9. Sexual dysfunction
People with advanced kidney disease can manifest significant sexual and reproductive issues. (10) These include erectile dysfunction, decreased libido, and disturbances in menstruation and fertility in women, usually leading to amenorrhea by the time they reach end-stage renal disease (ESRD).
Pregnancy in women with advanced CKD is high risk and uncommonly carried to term. (11)
Complications Associated With Chronic Kidney Disease
When you have CKD, you can also have problems with how the rest of your body is working. If left untreated, CKD can give rise to the following complications:
- Bone disease
- Heart disease
- High potassium in the blood
- High calcium in the blood
- Fluid buildup (12)
- Kidney failure: Once your kidneys shut down, the only way you can survive is through kidney transplant or dialysis.

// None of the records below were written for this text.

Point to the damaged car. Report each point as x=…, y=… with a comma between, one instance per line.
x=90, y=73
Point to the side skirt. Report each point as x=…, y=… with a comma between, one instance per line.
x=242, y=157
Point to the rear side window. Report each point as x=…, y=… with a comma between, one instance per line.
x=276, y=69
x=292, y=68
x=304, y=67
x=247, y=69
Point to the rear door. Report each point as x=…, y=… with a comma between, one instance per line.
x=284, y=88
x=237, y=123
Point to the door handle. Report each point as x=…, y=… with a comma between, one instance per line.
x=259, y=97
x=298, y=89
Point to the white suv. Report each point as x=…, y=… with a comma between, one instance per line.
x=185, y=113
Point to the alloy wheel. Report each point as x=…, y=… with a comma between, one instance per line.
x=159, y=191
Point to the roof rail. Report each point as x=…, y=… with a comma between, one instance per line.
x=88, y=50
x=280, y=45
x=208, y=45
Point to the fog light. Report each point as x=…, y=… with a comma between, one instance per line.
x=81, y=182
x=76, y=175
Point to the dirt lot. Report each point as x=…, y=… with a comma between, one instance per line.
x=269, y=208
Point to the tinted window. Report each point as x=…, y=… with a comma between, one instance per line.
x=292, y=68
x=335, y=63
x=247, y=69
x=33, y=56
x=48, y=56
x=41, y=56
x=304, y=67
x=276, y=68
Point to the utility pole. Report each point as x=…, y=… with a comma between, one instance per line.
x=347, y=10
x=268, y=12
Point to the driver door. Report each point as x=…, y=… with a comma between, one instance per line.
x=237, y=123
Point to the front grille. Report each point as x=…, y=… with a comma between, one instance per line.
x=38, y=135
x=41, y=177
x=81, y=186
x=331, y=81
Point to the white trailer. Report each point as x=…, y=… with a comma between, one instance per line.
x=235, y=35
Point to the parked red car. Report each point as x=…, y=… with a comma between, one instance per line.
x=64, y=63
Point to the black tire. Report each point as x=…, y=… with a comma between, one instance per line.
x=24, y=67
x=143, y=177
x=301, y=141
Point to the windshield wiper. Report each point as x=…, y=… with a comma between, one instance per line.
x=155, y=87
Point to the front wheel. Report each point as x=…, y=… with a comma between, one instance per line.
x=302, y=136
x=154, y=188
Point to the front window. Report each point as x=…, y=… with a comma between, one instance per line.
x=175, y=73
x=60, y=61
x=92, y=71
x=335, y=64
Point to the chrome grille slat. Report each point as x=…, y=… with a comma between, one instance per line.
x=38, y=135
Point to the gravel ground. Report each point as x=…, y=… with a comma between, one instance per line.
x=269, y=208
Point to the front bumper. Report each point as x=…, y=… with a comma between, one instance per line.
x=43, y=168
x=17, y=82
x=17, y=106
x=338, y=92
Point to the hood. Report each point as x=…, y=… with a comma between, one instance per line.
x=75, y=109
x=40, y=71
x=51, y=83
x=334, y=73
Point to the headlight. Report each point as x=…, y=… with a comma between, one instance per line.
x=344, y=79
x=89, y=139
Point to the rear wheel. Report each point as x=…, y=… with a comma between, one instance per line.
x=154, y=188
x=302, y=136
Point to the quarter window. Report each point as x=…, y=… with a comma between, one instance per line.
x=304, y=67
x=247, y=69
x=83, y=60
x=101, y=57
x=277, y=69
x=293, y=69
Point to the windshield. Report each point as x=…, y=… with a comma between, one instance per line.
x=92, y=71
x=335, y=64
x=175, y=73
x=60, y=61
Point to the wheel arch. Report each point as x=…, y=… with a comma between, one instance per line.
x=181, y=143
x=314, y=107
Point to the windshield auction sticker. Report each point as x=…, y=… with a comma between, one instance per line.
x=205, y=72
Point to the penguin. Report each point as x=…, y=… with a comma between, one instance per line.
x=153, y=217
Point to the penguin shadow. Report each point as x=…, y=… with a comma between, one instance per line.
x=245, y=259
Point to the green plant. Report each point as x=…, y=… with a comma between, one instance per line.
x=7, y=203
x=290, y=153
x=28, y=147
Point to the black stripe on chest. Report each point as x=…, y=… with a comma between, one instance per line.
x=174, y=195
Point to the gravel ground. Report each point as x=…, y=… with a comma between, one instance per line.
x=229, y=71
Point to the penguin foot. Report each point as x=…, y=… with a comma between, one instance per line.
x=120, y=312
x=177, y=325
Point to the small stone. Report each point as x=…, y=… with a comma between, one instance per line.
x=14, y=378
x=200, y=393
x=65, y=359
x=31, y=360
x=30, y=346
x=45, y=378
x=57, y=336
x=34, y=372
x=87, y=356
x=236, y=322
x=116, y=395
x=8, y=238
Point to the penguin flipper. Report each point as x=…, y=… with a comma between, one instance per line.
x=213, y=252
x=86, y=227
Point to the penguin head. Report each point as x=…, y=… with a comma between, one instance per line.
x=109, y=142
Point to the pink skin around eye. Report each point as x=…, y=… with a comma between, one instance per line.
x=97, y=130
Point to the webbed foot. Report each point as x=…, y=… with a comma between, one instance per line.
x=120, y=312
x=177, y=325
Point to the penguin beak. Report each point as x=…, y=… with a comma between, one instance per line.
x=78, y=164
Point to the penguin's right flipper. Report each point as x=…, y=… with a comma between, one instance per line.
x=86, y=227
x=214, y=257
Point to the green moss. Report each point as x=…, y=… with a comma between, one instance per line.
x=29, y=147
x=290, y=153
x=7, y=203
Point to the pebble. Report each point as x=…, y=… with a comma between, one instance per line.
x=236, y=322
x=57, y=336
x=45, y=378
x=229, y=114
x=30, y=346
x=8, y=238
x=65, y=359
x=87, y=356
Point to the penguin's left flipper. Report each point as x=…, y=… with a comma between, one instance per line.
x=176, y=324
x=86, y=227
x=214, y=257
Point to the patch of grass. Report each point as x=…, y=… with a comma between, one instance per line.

The primary function of your kidneys is to remove toxins and other unwanted substances from the blood, which are then excreted out of the body through urine. This blood purification process enables your body to work properly and stay healthy.
Conversely, any kind of kidney dysfunction is bound to hamper the functioning of your euntire body and undermine your overall health. Kidney disease is considered to be a silent killer as it rarely presents any symptoms until it’s in a very advanced stage.
Thus, you have to be extra cautious when it comes to your renal health and get regular kidney function tests, especially if you are high risk.
Treating kidney problems early can prevent them from becoming chronic and can avert other serious health complications. Thus, you must educate yourself about the potential symptoms of kidney disease and get them treated as soon as possible.